How Did Louis Pasteur Help Develop Antiseptic Methods In Surgery and Prevent the Spread of Diseases?

Louis Pasteur’s germ theory completely revolutionized medicine.

Barbers and blacksmiths no longer performed surgery, and physicians had a whole new way of treating patients.

Pasteur made physicians realize that they needed to boil their instruments and steam their bandages to kill infectious germs. He also told them that they needed to wash their hands in hot water in between patients.

As doctors started to follow Pasteur’s advice, death rates in French hospitals decreased dramatically.

In England, the noted surgeon Joseph Lister read of Pasteur’s findings.

At the time, half of his patients were dying after surgery. He started to pasteurize surgical incisions with carbolic acid to kill germs. He found that within three years, this antiseptic, or germ free, surgery cut the death rate by two-thirds.

Vaccinations were quickly developed against common diseases like whooping cough, tetanus, diphtheria, and later on, dreaded polio.

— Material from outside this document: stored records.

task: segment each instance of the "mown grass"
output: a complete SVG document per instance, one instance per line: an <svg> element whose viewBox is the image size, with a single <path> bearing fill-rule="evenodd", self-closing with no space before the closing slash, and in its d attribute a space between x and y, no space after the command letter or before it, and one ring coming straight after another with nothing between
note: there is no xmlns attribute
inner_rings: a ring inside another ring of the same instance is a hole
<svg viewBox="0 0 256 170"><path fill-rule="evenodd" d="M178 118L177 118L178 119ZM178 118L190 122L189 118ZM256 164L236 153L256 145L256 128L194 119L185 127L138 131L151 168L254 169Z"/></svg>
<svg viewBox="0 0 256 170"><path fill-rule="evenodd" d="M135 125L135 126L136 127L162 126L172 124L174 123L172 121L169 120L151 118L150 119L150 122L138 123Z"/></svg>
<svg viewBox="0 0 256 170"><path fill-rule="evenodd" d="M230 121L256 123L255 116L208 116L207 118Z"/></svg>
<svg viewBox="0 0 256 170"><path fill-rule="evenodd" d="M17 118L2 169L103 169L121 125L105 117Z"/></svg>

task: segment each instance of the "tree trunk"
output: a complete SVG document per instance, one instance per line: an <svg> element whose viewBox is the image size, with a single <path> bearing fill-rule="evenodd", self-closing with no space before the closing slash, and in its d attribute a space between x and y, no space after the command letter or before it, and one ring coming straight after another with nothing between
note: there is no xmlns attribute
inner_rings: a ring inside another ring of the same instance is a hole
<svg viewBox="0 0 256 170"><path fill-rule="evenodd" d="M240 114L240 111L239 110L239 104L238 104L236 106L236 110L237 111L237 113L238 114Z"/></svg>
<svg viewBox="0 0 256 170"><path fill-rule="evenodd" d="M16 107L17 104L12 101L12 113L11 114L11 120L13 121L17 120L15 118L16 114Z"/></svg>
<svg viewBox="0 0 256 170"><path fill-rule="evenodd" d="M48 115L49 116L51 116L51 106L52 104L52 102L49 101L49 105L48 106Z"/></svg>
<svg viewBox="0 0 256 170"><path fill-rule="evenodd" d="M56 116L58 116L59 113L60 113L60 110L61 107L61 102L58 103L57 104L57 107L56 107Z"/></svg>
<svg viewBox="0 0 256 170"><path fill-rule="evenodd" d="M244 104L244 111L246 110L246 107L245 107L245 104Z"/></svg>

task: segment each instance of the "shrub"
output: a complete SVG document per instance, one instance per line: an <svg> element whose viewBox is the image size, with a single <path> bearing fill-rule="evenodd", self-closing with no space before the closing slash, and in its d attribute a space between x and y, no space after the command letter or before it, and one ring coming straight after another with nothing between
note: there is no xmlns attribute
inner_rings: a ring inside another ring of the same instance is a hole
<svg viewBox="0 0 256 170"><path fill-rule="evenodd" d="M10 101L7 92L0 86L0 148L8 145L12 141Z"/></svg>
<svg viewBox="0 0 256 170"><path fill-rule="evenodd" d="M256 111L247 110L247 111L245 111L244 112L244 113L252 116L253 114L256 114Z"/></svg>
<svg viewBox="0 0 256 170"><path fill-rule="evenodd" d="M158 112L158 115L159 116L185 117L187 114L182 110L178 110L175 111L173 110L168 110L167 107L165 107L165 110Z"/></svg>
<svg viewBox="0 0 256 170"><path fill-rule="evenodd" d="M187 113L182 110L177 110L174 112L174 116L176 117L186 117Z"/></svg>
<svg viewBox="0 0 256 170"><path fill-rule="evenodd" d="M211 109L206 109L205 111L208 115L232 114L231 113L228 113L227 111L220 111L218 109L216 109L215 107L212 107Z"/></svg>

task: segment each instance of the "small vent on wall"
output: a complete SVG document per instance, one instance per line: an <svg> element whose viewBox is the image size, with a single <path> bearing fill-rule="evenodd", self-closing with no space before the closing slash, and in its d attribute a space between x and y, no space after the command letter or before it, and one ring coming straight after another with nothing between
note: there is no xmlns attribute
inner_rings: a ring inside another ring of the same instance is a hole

As a result, the number of cases of these diseases was dramatically reduced. Around the world, countries started treating their drinking water and sewer systems. Germ killing cleansers were developed, and germ carriers like mosquitoes and rats were eliminated as much as possible.

Life expectancy rose in all the countries that took these measures.

Whenever Pasteur experimented on animals in his research, he insisted that they be anesthetized, or put to sleep, because he couldn’t stand the thought of any living thing suffering.

Twenty-five years before Pasteur, Hungarian physician ignaz Semmeiweis also suspected that doctors were carrying infectious germs on their hands from patient to patient.

He tried to get Austrian doctors to disinfect their hands between patients, but they would not listen.